Analytical Ultracentrifugation

Sedimentation velocity experiments were performed in a Beckman XL-A analytical ultracentrifuge utilizing scanner optics at 260 nm. The temperature was equilibrated at 20°C under vacuum for at least 1h prior to the run and was controlled during the run to within ±0.1°C. Scans were analyzed by the method of van Holde and Weischet (26) using UltraScan 7.4 (B. Demeler, San Antonio, TX, USA).

UDG/APE digestion

The UDG and APE reaction mixture contained 50 mM Hepes, pH 7.5, 2 mM DTT, 0.2 mM EDTA, pH 8.0, 100 μg/ml BSA, 10% glycerol (wt/vol) and 2.5 mM MgCl2. A lower Mg2+ concentration was used than in previous studies to prevent oligonucleosomes from aggregating. Reactions were initiated by adding UDG and APE (1 nM or 10 nM final concentration), and incubations were carried out at 37°C for 0 to 1 h. Aliquots were removed at different times and treated with phenol to stop the reaction. Digested DNA was resolved on denaturing alkaline gels, transferred to a Hybond-N+ membrane (GE Healthcare, England), probed with randomly labeled 5S rDNA fragments, and visualized on a PhosphorImager (model 445-P90, Molecular Dynamics). Images were analyzed with IMAGE QUANT software (Molecular Dynamics).

High-resolution mapping of UDG/APE cleavage sites in 208-12 nucleosomal arrays

To uniformly enhance the signal of each fragment after UDG/APE digestion, the resulting ss-fragments (up to 2.5 kb) were annealed with biotin-labeled primers and purified using streptavidin magnetic beads, as previously described (27). Briefly, biotin-attached oligonucleotides, containing a sequence complementary to the 3′-end of 208-12 DNA ([biotin]NNNNNNTTTTTGCATGCCTGCAGGTC), were synthesized and the biotin group was used to separate annealed fragments from the rest. The 6 Ns ensured full-length labeling of the fragment, and the 5 Ts allowed the annealed fragment to be extended with [α-32P]dATP. Labeled fragments were separated in a 5.5% polyacrylamide denaturing gels.

Pol β DNA synthesis

DNA synthesis with Pol β was performed in a mixture containing 50 mM Hepes, pH 7.5, 2 mM DTT, 0.2 mM EDTA, 100 μg/ml BSA, 10% glycerol (wt/vol), 4 mM ATP, 5 mM MgCl2 and [α-32P]dCTP. Templates were first incubated with UDG and APE (10 nM each) for 10 min.

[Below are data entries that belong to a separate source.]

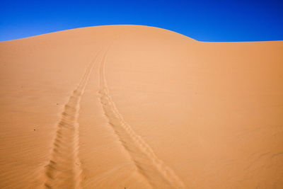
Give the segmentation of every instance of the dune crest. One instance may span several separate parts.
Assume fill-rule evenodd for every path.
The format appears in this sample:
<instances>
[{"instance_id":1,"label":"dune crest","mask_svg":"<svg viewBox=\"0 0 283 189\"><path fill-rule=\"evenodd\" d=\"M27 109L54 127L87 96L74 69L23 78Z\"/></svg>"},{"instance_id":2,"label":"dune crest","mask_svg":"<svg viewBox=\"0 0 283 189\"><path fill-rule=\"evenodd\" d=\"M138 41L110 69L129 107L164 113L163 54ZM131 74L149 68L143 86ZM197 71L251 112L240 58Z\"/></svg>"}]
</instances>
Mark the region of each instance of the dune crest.
<instances>
[{"instance_id":1,"label":"dune crest","mask_svg":"<svg viewBox=\"0 0 283 189\"><path fill-rule=\"evenodd\" d=\"M141 25L1 42L0 188L282 188L282 52Z\"/></svg>"}]
</instances>

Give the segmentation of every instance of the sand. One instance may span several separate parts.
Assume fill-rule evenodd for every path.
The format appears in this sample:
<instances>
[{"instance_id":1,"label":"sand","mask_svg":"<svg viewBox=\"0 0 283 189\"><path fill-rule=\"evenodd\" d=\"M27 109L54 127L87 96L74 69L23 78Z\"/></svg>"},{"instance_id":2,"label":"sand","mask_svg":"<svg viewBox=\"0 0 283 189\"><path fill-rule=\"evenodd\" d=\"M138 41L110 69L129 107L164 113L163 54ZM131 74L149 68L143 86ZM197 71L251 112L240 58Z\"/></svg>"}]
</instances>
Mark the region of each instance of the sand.
<instances>
[{"instance_id":1,"label":"sand","mask_svg":"<svg viewBox=\"0 0 283 189\"><path fill-rule=\"evenodd\" d=\"M283 41L96 26L0 67L1 188L283 188Z\"/></svg>"}]
</instances>

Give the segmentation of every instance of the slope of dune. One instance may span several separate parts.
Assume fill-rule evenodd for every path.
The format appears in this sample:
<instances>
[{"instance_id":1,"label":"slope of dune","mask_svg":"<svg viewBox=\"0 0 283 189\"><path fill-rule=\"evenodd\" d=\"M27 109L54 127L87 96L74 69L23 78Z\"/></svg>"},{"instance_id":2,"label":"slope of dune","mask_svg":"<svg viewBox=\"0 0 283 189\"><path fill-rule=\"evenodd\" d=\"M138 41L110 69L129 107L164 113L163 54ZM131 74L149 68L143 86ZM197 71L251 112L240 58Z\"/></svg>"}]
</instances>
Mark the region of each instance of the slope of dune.
<instances>
[{"instance_id":1,"label":"slope of dune","mask_svg":"<svg viewBox=\"0 0 283 189\"><path fill-rule=\"evenodd\" d=\"M282 188L283 42L96 26L0 42L1 188Z\"/></svg>"}]
</instances>

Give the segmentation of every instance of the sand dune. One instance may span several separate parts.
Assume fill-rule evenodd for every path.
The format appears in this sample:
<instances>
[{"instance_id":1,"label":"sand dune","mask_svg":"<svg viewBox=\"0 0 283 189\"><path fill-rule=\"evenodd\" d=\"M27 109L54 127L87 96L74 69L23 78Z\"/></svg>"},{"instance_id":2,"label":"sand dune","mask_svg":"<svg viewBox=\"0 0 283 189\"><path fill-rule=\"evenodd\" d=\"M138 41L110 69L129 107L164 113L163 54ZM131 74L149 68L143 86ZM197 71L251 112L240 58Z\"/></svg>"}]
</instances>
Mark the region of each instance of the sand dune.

DNA synthesis was then initiated by addition of Pol β and incubations were at 37°C for 0–4 h. Aliquots were removed at different times and treated with phenol to stop the reaction. Samples were then run on a native agarose gels and the gels stained with ethidium bromide. Gels were then blotted onto membrane, visualized on a Phosphorimager and the images analyzed with IMAGE QUANT software.

Effect of yISW1 and yISW2 activity on Pol β DNA synthesis

Pol β DNA synthesis reactions were carried out with oligonucleosomes under identical conditions as above, with or without chromatin remodeling complex. Remodeling complexes, yISW1 or yISW2 (generous gift of Dr Tsukiyama) were added at the beginning of repair synthesis. The molar ratio of ISW1 or ISW2 to mononucleosomes was 1.

RESULTS

Nucleosome arrays containing G:U mismatches can form higher order structures. The experiments described in this report utilize a DNA fragment composed of 12 tandem repeats of a 208 bp segment of the L. variegates 5S rRNA gene as a template for reconstitution of oligonucleosomes (Figure 1A). Each repeat contains sequences that position nucleosomes both translationally and rotationally on the DNA molecule (28). To study short-patch BER, uracil was incorporated at cytosine bases in the 208-12 DNA fragment by treatment with sodium bisulfite. This reaction was optimized to yield a majority of the single-stranded (ss) fragments with 1 or 2 uracils. For example, 35% of the fragments used for UDG/APE digestion (1 nM each) contained a single uracil, 23% contained two uracils, and 15% of the fragments contained more than two uracils.

Figure 1.

Reconstitution of oligonucleosomes containing G:U mismatches. (A) Schematic of 208-12 template. Templates used in this work were composed of 12 tandem repeats of a 208 bp 5S rRNA gene sequence. Thick arrow indicates the major nucleosome position, and thin arrows indicate the minor nucleosome positions. (B) Degree of nucleosome loading. Oligonucleosomes containing either control DNA (N1) or DNA with uracils (N2 and N3) were digested with EcoRI, electrophoresed in native 5% polyacrylamide gels and stained with ethidium bromide. MK denotes 100 bp DNA ladder; and UN, 208-1 CP and 208-1 D, denote undigested nucleosomal arrays, mononucleosomes and naked DNA, respectively. (C) Sedimentation velocity analysis of nucleosome arrays with and without uracil. Samples in either TE buffer or TE with 2 mM MgCl2 were equilibrated at 20°C and sedimented at either 18 000 or 20 000 rpm. Shown are the sedimentation coefficient distribution plots for nucleosome arrays with (open symbols) or without (closed symbols) uracil residues in TE buffer (circles) and TE buffer + 2 mM MgCl2 (squares).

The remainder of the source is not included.